Aims: To develop, deploy and evaluate artificial intelligence (AI) for triaging duodenal biopsies within a National Health Service (NHS) histopathology laboratory, with the aim of improving reporting turnaround times for clinically significant diagnoses.

Methods: The pathway was developed in the UK in an NHS laboratory. Rule-based automation software was used to find all newly scanned duodenal biopsy slides. Those with case numbers ending in an odd number were exported for AI triage and if they had significant AI predicted abnormalities they were prioritised for reporting. The cases with even numbers followed the routine reporting pathway.

Results: 313 cases (517 duodenal slides) were processed by the routine pathway, and 329 cases (533 duodenal slides) were processed by the AI triage pathway. AI processing took about 70 s per slide. The AI classifier had a sensitivity and positive predictive value (PPV) as follows: normal small bowel: 99.6%, 95.7%; coeliac disease: 86.7%, 100%; gastric heterotopia: 84.6%, 95.7%; adenoma: 88.9%, 88.9%; adenocarcinoma: 50.0%, 100%. In the AI triage workstream coeliac disease, and non-neoplastic abnormalities as a group, were reported quicker than in the standard workstream (6 days vs 10 days and 7 days vs 10 days, respectively, both p<0.005), but neoplastic lesions were not reported quicker. The cost of deployment and operation was reasonable.

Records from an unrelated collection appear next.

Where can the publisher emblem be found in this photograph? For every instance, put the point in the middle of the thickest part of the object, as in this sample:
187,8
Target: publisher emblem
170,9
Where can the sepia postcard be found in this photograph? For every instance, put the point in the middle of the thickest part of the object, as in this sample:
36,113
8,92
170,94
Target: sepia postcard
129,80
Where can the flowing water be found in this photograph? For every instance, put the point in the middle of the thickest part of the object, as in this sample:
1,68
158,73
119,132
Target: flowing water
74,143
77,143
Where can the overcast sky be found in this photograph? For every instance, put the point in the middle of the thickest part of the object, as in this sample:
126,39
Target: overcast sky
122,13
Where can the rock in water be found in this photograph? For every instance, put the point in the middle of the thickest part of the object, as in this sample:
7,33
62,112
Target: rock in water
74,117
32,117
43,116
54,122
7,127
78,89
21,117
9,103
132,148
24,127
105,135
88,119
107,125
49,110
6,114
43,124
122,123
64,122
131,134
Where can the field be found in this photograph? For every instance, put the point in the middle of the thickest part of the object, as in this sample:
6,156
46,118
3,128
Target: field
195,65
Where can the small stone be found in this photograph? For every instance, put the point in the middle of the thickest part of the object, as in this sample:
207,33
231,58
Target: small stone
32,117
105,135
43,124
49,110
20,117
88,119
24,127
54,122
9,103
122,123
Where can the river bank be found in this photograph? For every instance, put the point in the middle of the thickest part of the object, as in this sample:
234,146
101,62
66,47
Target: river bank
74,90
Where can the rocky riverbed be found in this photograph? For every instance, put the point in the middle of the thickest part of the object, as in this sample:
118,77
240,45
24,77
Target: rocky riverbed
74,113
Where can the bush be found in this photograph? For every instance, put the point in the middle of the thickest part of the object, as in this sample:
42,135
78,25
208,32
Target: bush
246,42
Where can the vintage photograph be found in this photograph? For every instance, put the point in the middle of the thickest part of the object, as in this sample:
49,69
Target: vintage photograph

Conclusions: An NHS histopathology laboratory successfully developed and implemented an AI-based triage system for duodenal biopsies, achieving high diagnostic accuracy and significantly improving turnaround times for coeliac disease and non-neoplastic abnormalities as a group. This study demonstrates the feasibility and clinical value of locally developed AI tools within routine diagnostic practice.

十二指肠活检的人工智能分诊改善了工作流程。
目的:在国家卫生服务(NHS)组织病理学实验室中开发、部署和评估用于十二指肠活检分诊的人工智能(AI),目的是改善临床重要诊断的报告周期。方法:该途径是在英国NHS实验室开发的。使用基于规则的自动化软件查找所有新扫描的十二指肠活检切片。那些病例编号以奇数结尾的病例将被导出供人工智能分类,如果它们有明显的人工智能预测异常,它们将被优先报告。偶数病例遵循常规报告途径。结果:常规路径处理313例(517例),人工智能分诊路径处理329例(533例)。每张幻灯片的人工智能处理时间约为70秒。人工智能分类器的敏感性和阳性预测值(PPV)分别为:正常小肠:99.6%,95.7%;乳糜泻:86.7%,100%;胃异位:84.6%,95.7%;腺瘤:88.9%,88.9%;腺癌:50.0%,100%。在人工智能分类工作流程中,乳糜泻和非肿瘤性异常作为一个组的报告速度比标准工作流程快(分别为6天对10天,7天对10天)。结论:NHS组织病理学实验室成功开发并实施了基于人工智能的十二指肠活检分类系统,实现了高诊断准确性,并显著改善了乳糜泻和非肿瘤性异常作为一个组的转诊时间。本研究证明了本地开发的人工智能工具在常规诊断实践中的可行性和临床价值。
本文章由计算机程序翻译,如有差异,请以英文原文为准。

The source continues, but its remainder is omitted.